Simultaneously, the pre-crisis momentum for harmonization of global financial standards has run into setbacks in crisis-affected countries. The United States has delayed any decision about the adoption of International Financial Reporting Standards (IFRS), which it had endorsed for US-listed foreign firms in 2007 and had seemed on the verge of extending to US-listed issuers in 2008. In another example, the European Union, after championing the global use of the Basel II Accord on capital standards during the 2000s, now seems set to adopt legislation that the Basel Committee has deemed materially non-compliant with the new Basel III Accord adopted in 2010. For all the G-20 talk about global solutions to global problems, financial reform often seems more driven by politics in the post-crisis context than in the previous period. And as the saying goes, all politics are local.
This new reality poses an unprecedented challenge for Asian policymakers. Asia has gained from dynamic financial development in the past two decades, and is entering a new phase in which cross-border financial openness could improve the allocation of capital and make financing mechanisms more efficient. Asians generally are likely to benefit from the continuation or even the acceleration of global financial integration. Until recently, Asians could take such integration for granted, counting on the commitments to financial openness of both the United States and Europe, which dominate the global financial order as embodied by such institutions as the IMF, the International Accounting Standards Board, or the Basel cluster around the Bank for International Settlements.
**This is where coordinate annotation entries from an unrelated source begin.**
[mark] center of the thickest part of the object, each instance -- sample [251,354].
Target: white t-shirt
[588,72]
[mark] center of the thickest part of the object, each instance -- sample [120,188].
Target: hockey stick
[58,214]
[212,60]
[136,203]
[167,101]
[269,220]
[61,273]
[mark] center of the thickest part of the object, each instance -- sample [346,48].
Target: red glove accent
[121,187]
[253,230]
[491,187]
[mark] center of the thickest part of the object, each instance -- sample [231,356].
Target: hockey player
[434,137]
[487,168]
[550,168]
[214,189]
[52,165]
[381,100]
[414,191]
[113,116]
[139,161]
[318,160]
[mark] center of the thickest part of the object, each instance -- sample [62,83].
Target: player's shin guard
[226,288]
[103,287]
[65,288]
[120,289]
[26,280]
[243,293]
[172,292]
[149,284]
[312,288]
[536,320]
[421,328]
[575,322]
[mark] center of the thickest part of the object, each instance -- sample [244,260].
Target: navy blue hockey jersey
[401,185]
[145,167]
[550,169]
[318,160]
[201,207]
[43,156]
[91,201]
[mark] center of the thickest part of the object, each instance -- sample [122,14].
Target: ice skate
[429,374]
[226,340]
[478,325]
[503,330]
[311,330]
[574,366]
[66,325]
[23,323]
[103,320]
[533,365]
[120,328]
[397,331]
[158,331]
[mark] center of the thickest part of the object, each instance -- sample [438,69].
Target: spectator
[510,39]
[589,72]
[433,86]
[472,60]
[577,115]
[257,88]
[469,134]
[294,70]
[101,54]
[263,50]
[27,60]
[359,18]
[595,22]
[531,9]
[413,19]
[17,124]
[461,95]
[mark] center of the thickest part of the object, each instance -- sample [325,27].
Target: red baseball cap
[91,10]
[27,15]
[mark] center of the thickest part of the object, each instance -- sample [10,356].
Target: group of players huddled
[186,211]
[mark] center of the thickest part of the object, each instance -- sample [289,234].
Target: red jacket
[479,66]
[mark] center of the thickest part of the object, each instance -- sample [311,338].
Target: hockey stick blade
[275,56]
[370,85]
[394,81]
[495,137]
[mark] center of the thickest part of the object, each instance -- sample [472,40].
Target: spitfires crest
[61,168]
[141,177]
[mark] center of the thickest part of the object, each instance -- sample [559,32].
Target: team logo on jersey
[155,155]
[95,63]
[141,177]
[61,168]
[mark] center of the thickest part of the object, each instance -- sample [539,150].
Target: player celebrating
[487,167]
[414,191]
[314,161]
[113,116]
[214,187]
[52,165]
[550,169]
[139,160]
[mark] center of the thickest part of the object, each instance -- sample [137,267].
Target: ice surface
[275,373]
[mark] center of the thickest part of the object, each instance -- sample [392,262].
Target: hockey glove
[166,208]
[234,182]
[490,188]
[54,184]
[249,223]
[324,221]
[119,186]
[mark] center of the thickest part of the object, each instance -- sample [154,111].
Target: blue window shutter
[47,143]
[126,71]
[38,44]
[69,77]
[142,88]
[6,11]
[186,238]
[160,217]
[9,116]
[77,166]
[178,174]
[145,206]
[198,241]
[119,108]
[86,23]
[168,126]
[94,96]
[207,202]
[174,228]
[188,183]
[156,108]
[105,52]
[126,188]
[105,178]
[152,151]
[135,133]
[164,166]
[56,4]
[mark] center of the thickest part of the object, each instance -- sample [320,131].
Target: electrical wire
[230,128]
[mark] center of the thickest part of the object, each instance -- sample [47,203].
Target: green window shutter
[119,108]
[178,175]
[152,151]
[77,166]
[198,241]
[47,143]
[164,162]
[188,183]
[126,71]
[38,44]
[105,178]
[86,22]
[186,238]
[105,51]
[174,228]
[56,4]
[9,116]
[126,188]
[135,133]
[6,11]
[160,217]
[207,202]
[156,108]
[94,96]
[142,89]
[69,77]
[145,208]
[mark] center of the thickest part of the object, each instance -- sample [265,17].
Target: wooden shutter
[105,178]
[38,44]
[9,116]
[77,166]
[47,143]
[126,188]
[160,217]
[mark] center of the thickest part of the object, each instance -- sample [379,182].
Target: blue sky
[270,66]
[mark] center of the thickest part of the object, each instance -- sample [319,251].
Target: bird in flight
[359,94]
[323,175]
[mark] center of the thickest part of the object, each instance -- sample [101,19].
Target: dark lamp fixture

But the assumption that the West will continue to champion further cross-border openness of the global financial system can no longer be taken for granted. As a consequence, Asians may have to take more leadership in global financial reform discussions to make sure that global financial integration is not reversed. This would be a new situation. Some Asian policymakers may feel ill-prepared for such a trend, but they could find its implications difficult to escape.